Events - Event View
This is the "Event Detail" view, showing all available information for this event.
If the event has passed, click the "Event Report" icon to read a report and view photos that were uploaded.
IEEE Future Networks Artificial Intelligence and Machine Learning (AIML)
If you are a member, please log in to access additional, potentially lower registration fee options.
Category
Affiliate Group Event
Registration Info
Registration is required
About this event
IEEE Future Networks Artificial Intelligence & Machine Learning (AIML)
Working Group
Date: February 20, 2025
Time: 12:00 PM to 01:00 PM
Location: Virtual
Goal-Oriented Generative Semantic Communications with Multimodal LLMs
The integration of Generative Artificial Intelligence (GenAI) models with wireless networks provides ample opportunities to develop innovative technologies with transformative potential. One such technologies is Generative Semantic Communications (Gen SemCom), which leverages the capabilities of state-of-the-art GenAI models to develop ultra-low bitrate semantic communication systems aiming to transmit only the semantic message of interest with high fidelity.

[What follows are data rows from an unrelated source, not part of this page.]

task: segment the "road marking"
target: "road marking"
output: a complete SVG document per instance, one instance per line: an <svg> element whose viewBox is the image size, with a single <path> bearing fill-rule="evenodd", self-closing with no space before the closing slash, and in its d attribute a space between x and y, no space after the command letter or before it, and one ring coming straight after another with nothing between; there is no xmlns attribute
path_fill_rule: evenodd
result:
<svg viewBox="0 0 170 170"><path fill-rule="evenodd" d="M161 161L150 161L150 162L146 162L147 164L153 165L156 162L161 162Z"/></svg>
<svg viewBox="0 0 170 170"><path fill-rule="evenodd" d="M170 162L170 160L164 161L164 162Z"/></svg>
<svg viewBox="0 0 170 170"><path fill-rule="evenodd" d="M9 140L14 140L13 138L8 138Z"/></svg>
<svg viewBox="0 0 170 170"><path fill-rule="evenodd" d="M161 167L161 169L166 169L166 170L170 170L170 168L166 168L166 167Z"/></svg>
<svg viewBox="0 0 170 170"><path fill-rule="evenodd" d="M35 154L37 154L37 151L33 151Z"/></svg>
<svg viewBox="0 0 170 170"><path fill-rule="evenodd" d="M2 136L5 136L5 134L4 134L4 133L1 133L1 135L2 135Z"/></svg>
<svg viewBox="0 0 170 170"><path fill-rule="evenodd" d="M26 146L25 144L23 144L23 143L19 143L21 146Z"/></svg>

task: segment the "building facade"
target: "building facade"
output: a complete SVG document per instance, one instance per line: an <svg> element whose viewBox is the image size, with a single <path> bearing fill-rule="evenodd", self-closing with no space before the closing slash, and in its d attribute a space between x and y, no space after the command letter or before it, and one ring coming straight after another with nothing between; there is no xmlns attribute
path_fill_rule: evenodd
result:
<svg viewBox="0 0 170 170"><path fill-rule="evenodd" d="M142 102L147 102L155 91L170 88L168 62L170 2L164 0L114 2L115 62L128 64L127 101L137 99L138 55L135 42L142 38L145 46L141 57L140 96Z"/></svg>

GenAI models such as Diffusion, Flow-based, and GAN models, can learn the general distribution of natural signals through training and generate new samples at the inference time. This generative process can be guided or conditioned to synthesize outputs with a desired semantic content. In Gen SemCom, the semantics of interest are extracted at the transmitter, communicated over the channel, and then used at the receiver to guide a generative model to locally synthesize a semantically consistent signal. The emerging generative foundation AI models and Multi-modal Large Language Models (MLLMs) can be leveraged in the SemCom framework to convey the most important semantics of the source signal to the receiver through textual prompts in a super compact form. These models possess a vast general knowledge through intensive pre-training on huge amount of data. This alleviates the need for a shared knowledge base/graph between the semantic transmitter and receiver, obviating the need for corresponding knowledge sharing overheads imposed in current SemCom frameworks. Despite the above benefits, deployment of such large models in the SemCom framework is challenging due to their high computational complexity, energy consumption, and latency. This talk focuses on novel generative approaches to semantic communications, the fundamental bounds on Gen SemCom, and its emerging applications in wireless networks. It investigates the challenges and opportunities of deploying Gen SemCom at various layers in future wireless networks and provides the corresponding future research directions.